Pilate handed Jesus over to be scourged. The soldiers “stripped him and put a scarlet cloak around him, and having twisted thorns into a crown, they put this on his head and placed a reed in his right hand. To make fun of him they knelt to him saying: ‘Hail, King of the Jews!’ And they spat on him and took the reed and struck him on the head with it. And when they had finished making fun of him, they took off the cloak and dressed him in his own clothes and led him away to crucifixion,” (Matthew 27:28-31). Jesus undergoes it all. The time of action is past. He does not speak any more; he does not protest; he does not reproach or admonish. He has become a victim. He no longer acts, but is acted upon. He has entered his passion. He knows that most of human life is passion. People are being starved, kidnapped, tortured, and murdered. People are being imprisoned, driven from their homes, separated from their families, put into camps, and used for slave labor. They do not know why. They do not understand the cause for it all. Nobody explains. They are poor. When Jesus felt the cross put on his shoulders, he felt the pain of all future generations pressing on him; he saw the young Guatemalan man and loved him with an immense compassion.

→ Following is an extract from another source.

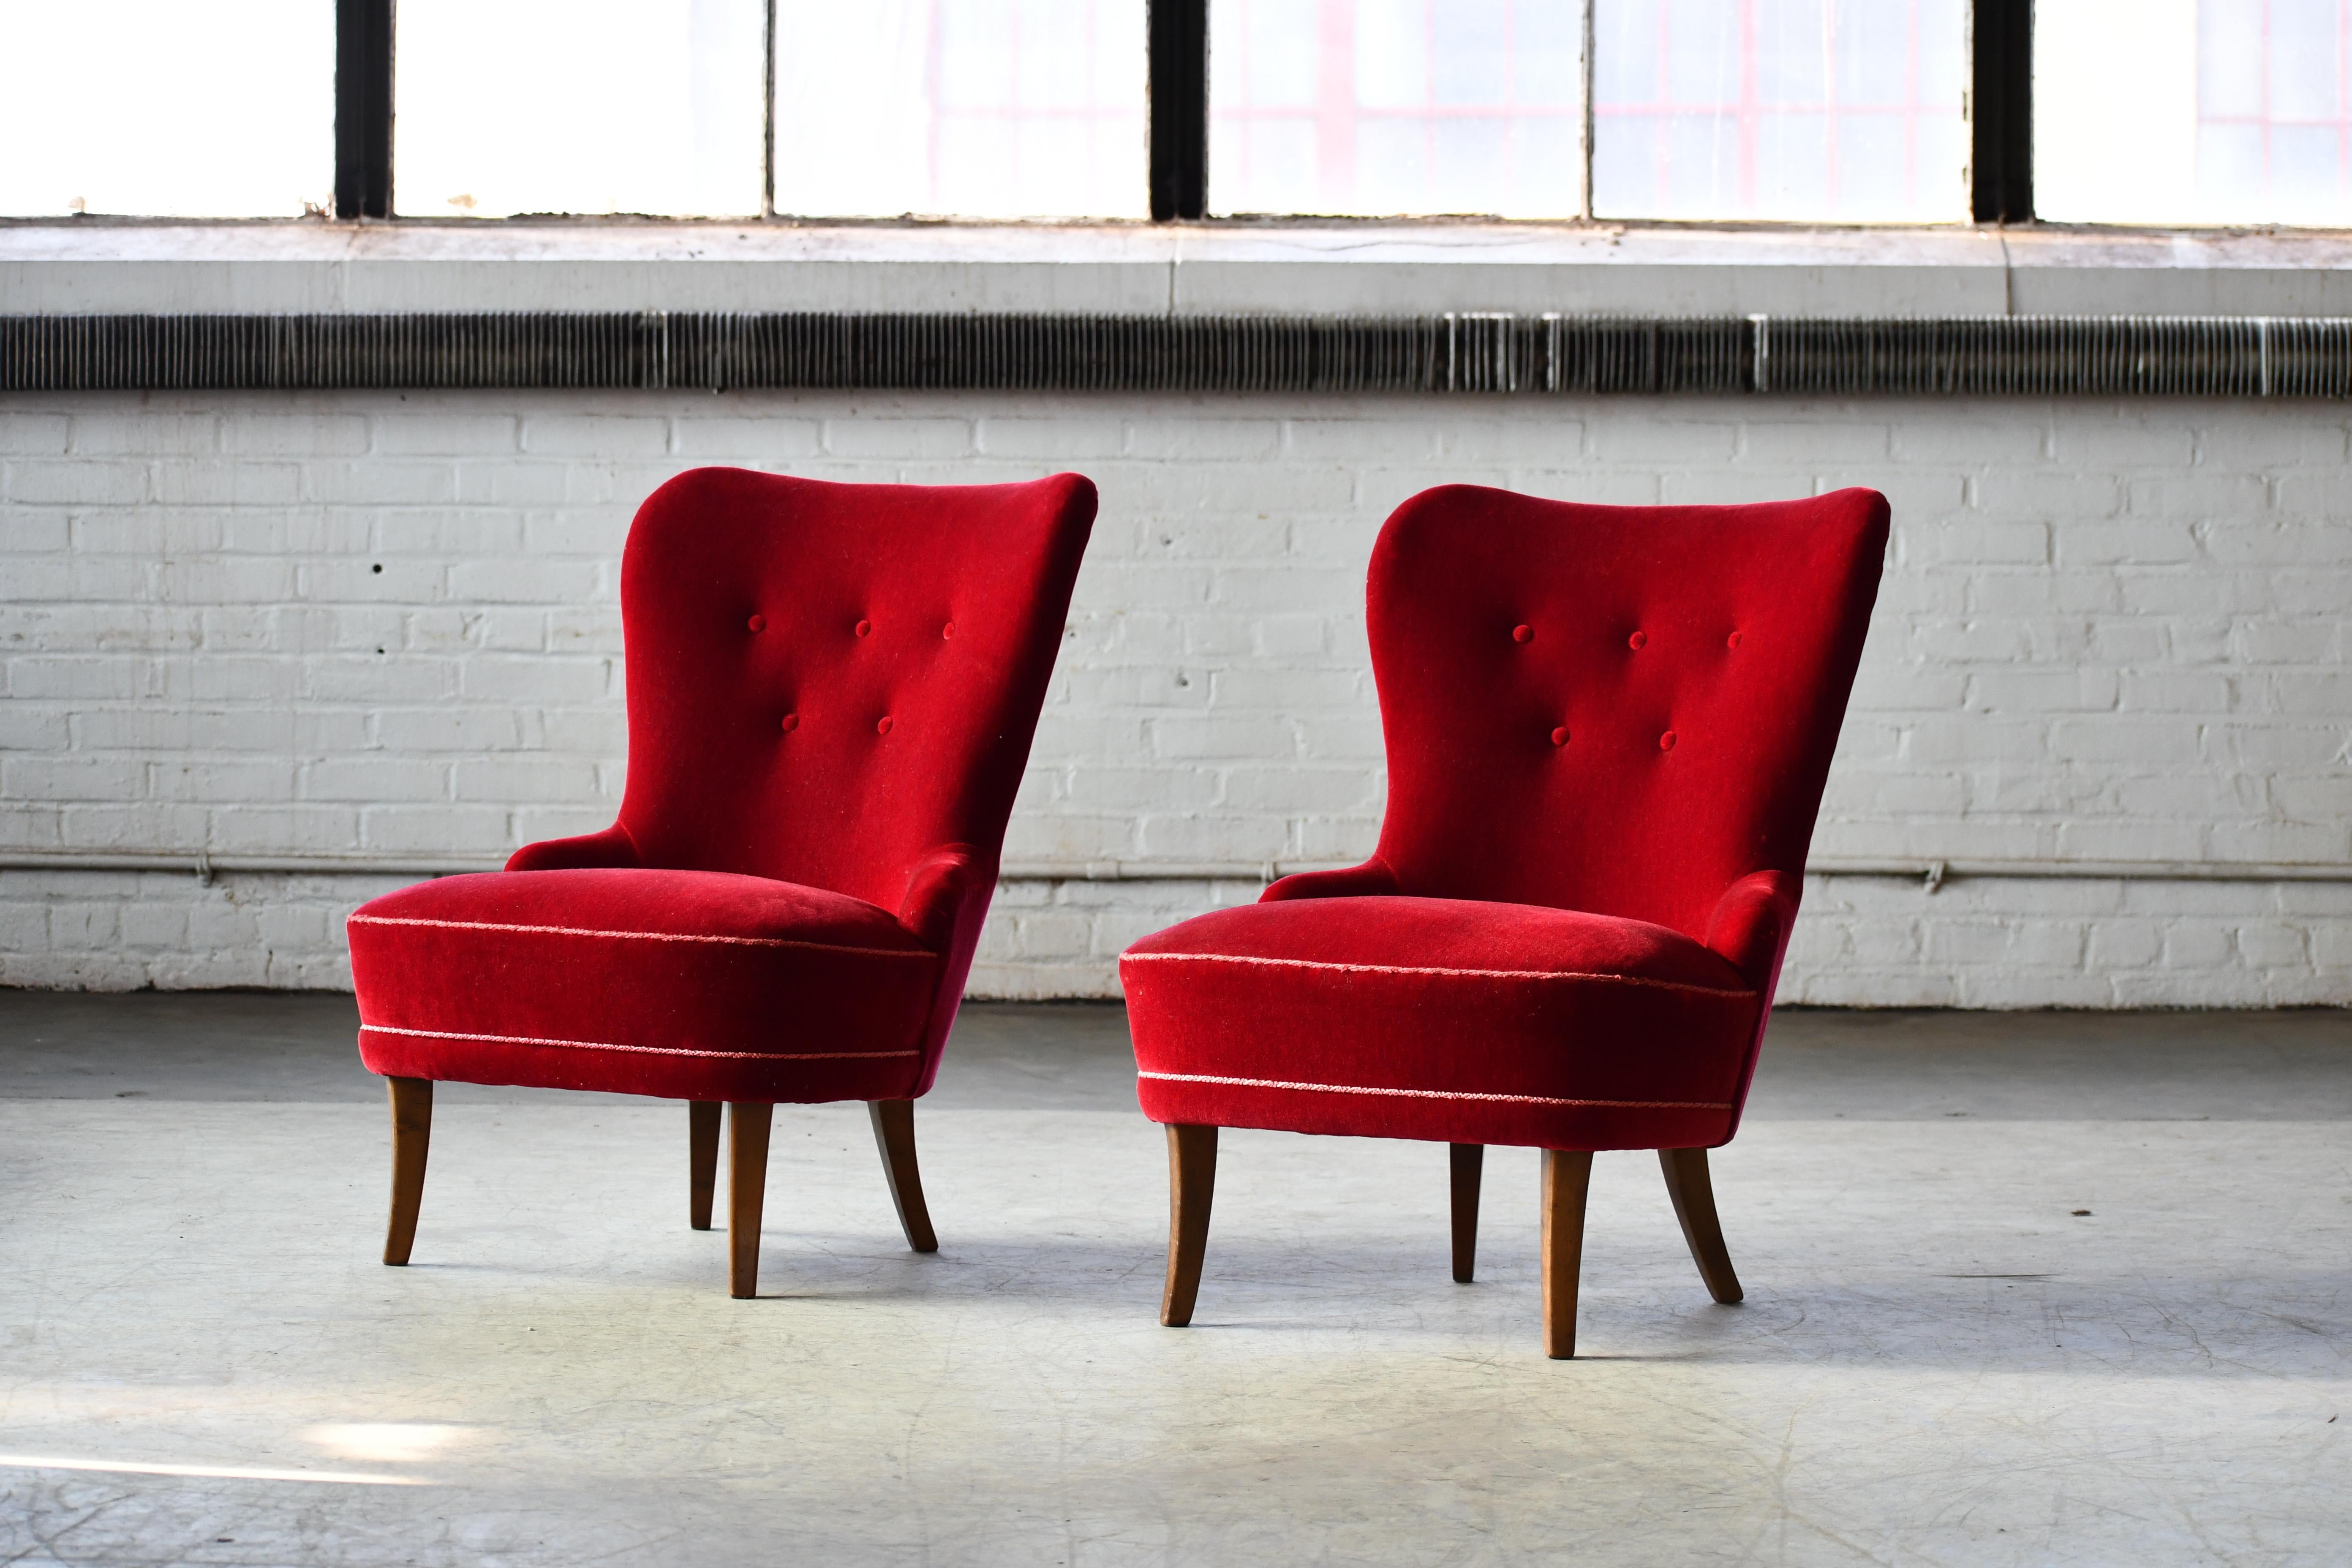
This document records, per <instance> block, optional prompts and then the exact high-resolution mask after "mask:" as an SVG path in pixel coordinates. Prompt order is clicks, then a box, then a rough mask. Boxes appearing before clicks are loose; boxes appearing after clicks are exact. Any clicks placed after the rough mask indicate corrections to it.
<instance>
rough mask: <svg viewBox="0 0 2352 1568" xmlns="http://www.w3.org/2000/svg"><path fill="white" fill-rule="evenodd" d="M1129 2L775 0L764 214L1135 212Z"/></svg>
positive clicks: (1138, 33) (1142, 53)
mask: <svg viewBox="0 0 2352 1568" xmlns="http://www.w3.org/2000/svg"><path fill="white" fill-rule="evenodd" d="M1148 73H1150V54H1148V52H1145V45H1143V5H1141V2H1138V0H856V2H854V5H844V2H842V0H779V5H776V209H779V212H790V214H811V216H896V214H953V216H967V219H1056V216H1098V219H1141V216H1148V202H1145V197H1148V183H1145V179H1148V162H1145V153H1148V141H1145V101H1148Z"/></svg>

I feel very powerless. I want to do something. I have to do something. I have, at least, to speak out against the violence and malnutrition, the oppression and exploitation. Beyond this, I have to act in any way possible to alleviate the pain I see. But there is an even harder task: to carry my own cross, the cross of loneliness and isolation, the cross of the rejections I experience, the cross of my depression and inner anguish. As long as I agonize over the pain of others far away but cannot carry the pain that is uniquely mine, I may become an activist, even a defender of humanity, but not yet a follower of Jesus. Somehow my bond with those who suffer oppression is made real through my willingness to suffer my loneliness. It is a burden I try to avoid, sometimes, by worrying about others. But Jesus says: “Come to me, all you who labor and are overburdened, and I will give you rest,” (Matthew 11:28). I might think that there is an unbridgeable gap between myself and the Guatemalan wood carrier. But Jesus carried his cross for both of us. We belong together. We must each take up our own cross and follow him, and so discover that we are truly brothers who learn from him who is humble and gentle of heart. In this way only can a new humanity be born.